Has anyone told their boss that they have social anxiety? Maybe it would make them better understand. But I am nervous because I want to apply for a better position at the end of the year and don't want them to think I can't do my job because of this.


----------



## SelfCompulsoryIsolation (Dec 30, 2013)

People think introverted individuals are "snobs" because they assume you think you're too good to talk to/spend time with them even though your avoidance stems from anxiety. I had a lot of difficulty making friends in high school for that reason; everyone assumes they'd just be a waste of your time. It's kind of funny sometimes, honestly, because they can get so nervous talking to you it's as if you've switched roles with them.


----------



## Kenneth Ash (Jul 19, 2015)

To be honest, I feel as though he was just messing around like us guys do. You working hard, and stepping up to the plate doesn't make you a snob, but a trustworthy & reliable employee. 

I'm sorry he hurt your feelings, and yes, I would tell your manager about your SA. I've never told my manager, but I sort of gave a hint by telling an episode that I had before meeting my coworkers for the first time. However, I don't think they caught on.


----------



## MidnightTulip (Jul 21, 2015)

Thank you for replying. I do know that he was teasing, but I think it is more of the fact that this is not the first time someone has told me this. Another person at work called me that too, even in a joking manner and there has been people outside of work, family and school. It is almost an everything when they joke about how quiet I am. I know they are just trying to get me out of my shell, but it sorta makes me shut down more, when they point out how quiet I am. I think I will tell my manager about my SA, but tell him I don't want them to treat me differently. This way they still talk to me, but don't point out how quiet I am all the time. I told one employee, the first one to call me a snob, why I am the way I am and he became a friend after that.


----------



## Grog (Sep 13, 2013)

Ask him directly , do you really think I'm a snob .


----------



## Kenneth Ash (Jul 19, 2015)

Well keep us updated then, tell us how it all goes down. I wish you the best!


----------



## Aeiou (Feb 11, 2015)

MidnightTulip said:


> I go into work today, *on my day off to cover for employee*, only get 4 hours of sleep and only eat crackers for lunch, so I was tired and drained. On top of that, today was Ice Cream Social at work today and I was feeling sad about being too scared to go to that. So I decide to leave early, everything was becoming too much at that moment. On my way to clock out, my manager was talking to HR and he saw me and said " and speaking of snobs, have a good day" to me while laughing.
> 
> I awkwardly laugh and smile, but on the inside I really just want to cry. Another employee was in the room and laughs too and says you are so quiet, you must talk a lot at home. It made me so sad, this was my favorite manager, the guy who hired me and who I work with in the office.
> 
> ...


You are a very kind person, not a snob.
That one of your boss has been a very bad line. Superficial people do not understand how sensitive we are and how they can hurt with their rude way of addressing us. Do not mind them and focus on your job, which I bet you're doing good.

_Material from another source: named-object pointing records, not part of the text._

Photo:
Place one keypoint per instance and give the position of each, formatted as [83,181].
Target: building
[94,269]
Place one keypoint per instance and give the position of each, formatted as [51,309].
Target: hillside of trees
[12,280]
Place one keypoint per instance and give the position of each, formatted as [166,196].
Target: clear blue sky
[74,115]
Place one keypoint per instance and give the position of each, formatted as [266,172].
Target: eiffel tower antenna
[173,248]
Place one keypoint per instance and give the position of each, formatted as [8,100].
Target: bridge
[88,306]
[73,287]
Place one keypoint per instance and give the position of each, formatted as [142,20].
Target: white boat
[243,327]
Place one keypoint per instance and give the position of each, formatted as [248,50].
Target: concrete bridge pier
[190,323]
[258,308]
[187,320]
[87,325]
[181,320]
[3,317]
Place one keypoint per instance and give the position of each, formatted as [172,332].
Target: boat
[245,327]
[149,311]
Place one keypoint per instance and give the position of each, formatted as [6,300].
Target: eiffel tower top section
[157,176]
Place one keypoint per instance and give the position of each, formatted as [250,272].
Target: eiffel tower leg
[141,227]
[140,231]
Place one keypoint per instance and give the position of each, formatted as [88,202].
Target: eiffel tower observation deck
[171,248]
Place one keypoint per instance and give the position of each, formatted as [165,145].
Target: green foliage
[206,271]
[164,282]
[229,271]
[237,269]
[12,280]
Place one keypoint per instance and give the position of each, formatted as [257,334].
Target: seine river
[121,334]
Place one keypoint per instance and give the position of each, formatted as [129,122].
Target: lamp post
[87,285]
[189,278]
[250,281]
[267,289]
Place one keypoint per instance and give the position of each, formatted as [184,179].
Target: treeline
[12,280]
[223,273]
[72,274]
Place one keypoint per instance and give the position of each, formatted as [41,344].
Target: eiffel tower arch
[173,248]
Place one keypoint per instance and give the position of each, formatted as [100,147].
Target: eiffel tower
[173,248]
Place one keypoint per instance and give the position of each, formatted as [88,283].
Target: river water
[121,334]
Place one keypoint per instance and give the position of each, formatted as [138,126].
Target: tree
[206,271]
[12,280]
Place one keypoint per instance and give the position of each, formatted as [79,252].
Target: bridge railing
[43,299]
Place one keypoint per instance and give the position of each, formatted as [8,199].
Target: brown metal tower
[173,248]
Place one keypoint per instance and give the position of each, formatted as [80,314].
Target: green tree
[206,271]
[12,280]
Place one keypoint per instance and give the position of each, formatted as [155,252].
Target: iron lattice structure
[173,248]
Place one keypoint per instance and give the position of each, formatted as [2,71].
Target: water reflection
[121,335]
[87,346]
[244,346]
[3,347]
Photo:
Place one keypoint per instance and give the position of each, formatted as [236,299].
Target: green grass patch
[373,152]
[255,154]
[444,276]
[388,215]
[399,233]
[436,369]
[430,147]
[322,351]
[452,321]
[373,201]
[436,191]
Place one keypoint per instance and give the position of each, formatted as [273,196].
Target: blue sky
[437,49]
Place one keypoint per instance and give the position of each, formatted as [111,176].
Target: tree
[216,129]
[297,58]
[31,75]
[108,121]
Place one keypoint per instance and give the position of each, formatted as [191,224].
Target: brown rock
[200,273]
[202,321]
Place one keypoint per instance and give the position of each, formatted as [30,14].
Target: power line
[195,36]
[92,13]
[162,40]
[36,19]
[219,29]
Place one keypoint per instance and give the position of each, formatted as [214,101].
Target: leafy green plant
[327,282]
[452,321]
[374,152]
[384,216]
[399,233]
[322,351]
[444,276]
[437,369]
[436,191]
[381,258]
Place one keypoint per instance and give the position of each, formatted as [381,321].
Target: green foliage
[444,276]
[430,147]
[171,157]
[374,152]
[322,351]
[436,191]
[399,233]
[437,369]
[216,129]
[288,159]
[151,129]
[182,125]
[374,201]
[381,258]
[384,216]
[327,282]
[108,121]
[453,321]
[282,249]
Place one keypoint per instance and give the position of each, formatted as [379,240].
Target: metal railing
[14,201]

Btw: I wouldn't tell them I have social anxiety... I am not even sure I could answer back after some rough comments about my personality, but in case I'd just say "Hey, I don't talk much because I am shy, not snob"... Something like that. Hopefully, it could be useful and they'd stop the teasing and at the same time you are not telling them... too much.


----------



## Hayman (Dec 27, 2014)

Without wanting to sound like a child, if I get called a name, I will probably laugh it off to the person who's just called me it. However, it does eat away inside of me and I can literally dwell on such occasions for weeks, if not months at a time. Something which may have been said in jest by someone else really can send my mind into overdrive.

In your situation, it does seem odd to be called a snob if you've gone in on your day off and offered to work nine days straight. That makes no sense at all. If it's purely because you couldn't face the Ice Cream Social then I'm sorry, he needs to understand not everyone enjoys the same things as other people. The intention may be for a positive experience, but unfortunately so many people completely misunderstand that not everyone wants to mix with people or get too much involved in other activities that others enjoy. I''m sure they probably don't like some of the things you do, but I bet you wouldn't call them 'snobs' for not doing them… This is why I feel SA is still very much a misunderstood illness. 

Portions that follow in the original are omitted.